How productive is the land?
A little homework can pay dividends later by helping you understand the property’s income potential. The seller should be able to provide information on criteria, such as the number of tillable acres, soil type, soil fertility and drainage, all of which have an impact on profitability. For example, if you find the land has poor drainage and needs to be tiled, you’ll need to include that cost in your calculations.
Does the land have an accurate legal description?
The keyword to focus on here is accuracy. A good legal description will help you understand the exact acreage you intend to purchase. Look for a detailed survey with a metes and bounds description; then do some calculating on your own to ensure the advertised acreage matches up. Property Valuation Administration records are another option to see how many acres are reported within the tract in legal records. And your local Farm Services Agency office may be able to provide aerial photos that give you an unbiased view of the land.
When should I start working with my lender?
Strong relationships can play a significant part in determining the success of your operation. Consulting with your lender a year or two in advance of a major purchase will help you both evaluate the financial strength of your operation, which you can use to start your search. And the sooner you get started, the sooner you can prepare to meet the down payment and other cash flow demands. Your lender also can help determine the financing package that works best for your needs, such as establishing a fixed interest rate to make long-term budgeting easier.
What effect will this have on my operation next season and beyond?
A significant purchase should come only after a thorough examination of your operation. One consideration is your role after the purchase. Additional land means additional responsibilities. This means either more hands-on time by you managing the farm or finding additional help, giving you a more managerial role. Either way, a shift in day-to-day decision-making is required.
A significant purchase should also have you thinking about succession planning. If you don’t already have a plan in place, start thinking about how more land and a potential long-term loan will affect your operation’s stability in the future. If you do you have a succession plan in place, evaluate how this purchase will affect the person taking over the business.
Is my operation financially strong enough to take this on right now?

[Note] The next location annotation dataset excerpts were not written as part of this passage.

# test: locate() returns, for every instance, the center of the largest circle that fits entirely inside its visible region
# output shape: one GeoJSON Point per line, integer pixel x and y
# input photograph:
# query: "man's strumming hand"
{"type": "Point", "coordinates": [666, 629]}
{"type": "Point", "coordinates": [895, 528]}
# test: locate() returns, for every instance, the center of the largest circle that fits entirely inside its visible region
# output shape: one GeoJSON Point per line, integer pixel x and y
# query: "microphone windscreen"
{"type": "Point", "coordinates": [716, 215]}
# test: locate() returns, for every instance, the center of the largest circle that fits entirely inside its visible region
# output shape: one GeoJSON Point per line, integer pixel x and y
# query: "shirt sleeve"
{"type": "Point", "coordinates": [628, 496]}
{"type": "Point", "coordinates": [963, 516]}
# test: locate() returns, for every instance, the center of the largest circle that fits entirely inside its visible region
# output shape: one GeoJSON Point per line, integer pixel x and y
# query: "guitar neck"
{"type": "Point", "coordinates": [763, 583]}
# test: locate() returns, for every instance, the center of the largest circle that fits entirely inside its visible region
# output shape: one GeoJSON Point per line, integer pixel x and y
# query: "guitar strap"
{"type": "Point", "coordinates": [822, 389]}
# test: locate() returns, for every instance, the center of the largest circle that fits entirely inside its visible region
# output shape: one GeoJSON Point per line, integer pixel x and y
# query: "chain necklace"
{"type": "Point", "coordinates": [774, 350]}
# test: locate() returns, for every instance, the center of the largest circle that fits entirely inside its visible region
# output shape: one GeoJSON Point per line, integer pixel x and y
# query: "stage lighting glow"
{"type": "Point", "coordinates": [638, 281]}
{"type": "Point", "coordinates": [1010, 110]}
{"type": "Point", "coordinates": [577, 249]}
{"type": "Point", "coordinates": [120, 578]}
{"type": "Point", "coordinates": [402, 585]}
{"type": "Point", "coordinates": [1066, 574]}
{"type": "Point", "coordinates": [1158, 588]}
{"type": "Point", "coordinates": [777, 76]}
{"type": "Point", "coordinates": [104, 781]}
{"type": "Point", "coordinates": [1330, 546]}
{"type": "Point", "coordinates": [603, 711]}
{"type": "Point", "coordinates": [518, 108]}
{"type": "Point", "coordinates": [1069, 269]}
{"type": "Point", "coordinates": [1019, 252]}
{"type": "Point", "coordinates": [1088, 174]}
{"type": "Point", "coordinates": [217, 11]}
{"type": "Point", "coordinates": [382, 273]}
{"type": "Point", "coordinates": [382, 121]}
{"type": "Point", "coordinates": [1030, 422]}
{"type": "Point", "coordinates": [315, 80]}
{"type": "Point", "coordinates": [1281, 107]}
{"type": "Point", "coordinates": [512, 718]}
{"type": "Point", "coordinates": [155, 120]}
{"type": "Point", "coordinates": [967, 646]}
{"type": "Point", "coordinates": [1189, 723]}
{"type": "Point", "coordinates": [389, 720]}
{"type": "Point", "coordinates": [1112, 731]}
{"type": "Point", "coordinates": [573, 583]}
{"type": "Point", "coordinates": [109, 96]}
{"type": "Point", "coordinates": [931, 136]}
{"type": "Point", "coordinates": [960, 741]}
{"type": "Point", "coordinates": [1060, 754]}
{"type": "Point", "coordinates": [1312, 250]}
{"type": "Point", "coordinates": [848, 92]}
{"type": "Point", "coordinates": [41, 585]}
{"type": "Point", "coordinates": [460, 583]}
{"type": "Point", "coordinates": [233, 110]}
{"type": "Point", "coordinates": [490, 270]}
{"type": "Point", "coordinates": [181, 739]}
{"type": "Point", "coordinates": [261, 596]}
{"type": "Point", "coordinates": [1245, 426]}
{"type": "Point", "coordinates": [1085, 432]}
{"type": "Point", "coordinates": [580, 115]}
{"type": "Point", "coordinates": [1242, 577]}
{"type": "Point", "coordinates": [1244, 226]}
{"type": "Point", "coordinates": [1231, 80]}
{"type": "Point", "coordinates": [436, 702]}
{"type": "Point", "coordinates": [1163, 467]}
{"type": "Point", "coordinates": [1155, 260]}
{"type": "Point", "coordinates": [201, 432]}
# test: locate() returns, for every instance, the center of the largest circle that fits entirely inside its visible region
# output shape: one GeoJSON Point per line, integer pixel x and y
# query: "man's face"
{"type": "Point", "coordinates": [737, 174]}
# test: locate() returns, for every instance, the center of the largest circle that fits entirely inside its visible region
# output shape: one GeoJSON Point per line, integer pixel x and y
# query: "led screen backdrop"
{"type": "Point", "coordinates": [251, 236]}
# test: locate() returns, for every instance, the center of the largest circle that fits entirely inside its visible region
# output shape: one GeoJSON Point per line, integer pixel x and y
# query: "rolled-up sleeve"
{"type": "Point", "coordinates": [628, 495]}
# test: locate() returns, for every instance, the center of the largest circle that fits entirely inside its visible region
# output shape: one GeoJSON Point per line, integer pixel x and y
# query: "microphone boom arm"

The million-dollar question is: What can you immediately afford? To answer this, look at your working capital situation. Do you have enough cash on hand to make a down payment and meet your other financial demands? Generally, you will need to contribute 25% to 30% cash as a down payment; otherwise, you’ll need to meet that minimum range with additional collateral in lieu of cash.
Consider how using cash or assets as a down payment will affect other areas of your operation. Extra expenses beyond the purchase of the land and daily operation, such as facility improvements, fencing and equipment upgrades, might be necessary with more acreage. You’ll need some cash to handle those additional obligations.
What are my operation’s expenses and income potential?
Think about the land’s long-term potential to generate income beyond the first year or two of the purchase. Financing with a long-term loan requires close analysis of your operation’s fixed costs, variable costs and income potential. Above all, you’ll need sufficient financial capacity to withstand inevitable market downturns. Yield and grain prices will fluctuate, but knowing your five-year yield average will help evaluate your operation’s longer-term financial strength.
Investing in additional acreage for your operation isn’t a decision to be made overnight and should not be taken lightly. But as you spend time going over plans for your operation, these questions will help you identify the right decision when an opportunity arises in addition to emphasizing long-term prosperity.
Albin is the regional vice president for western Kentucky at Farm Credit Mid-America.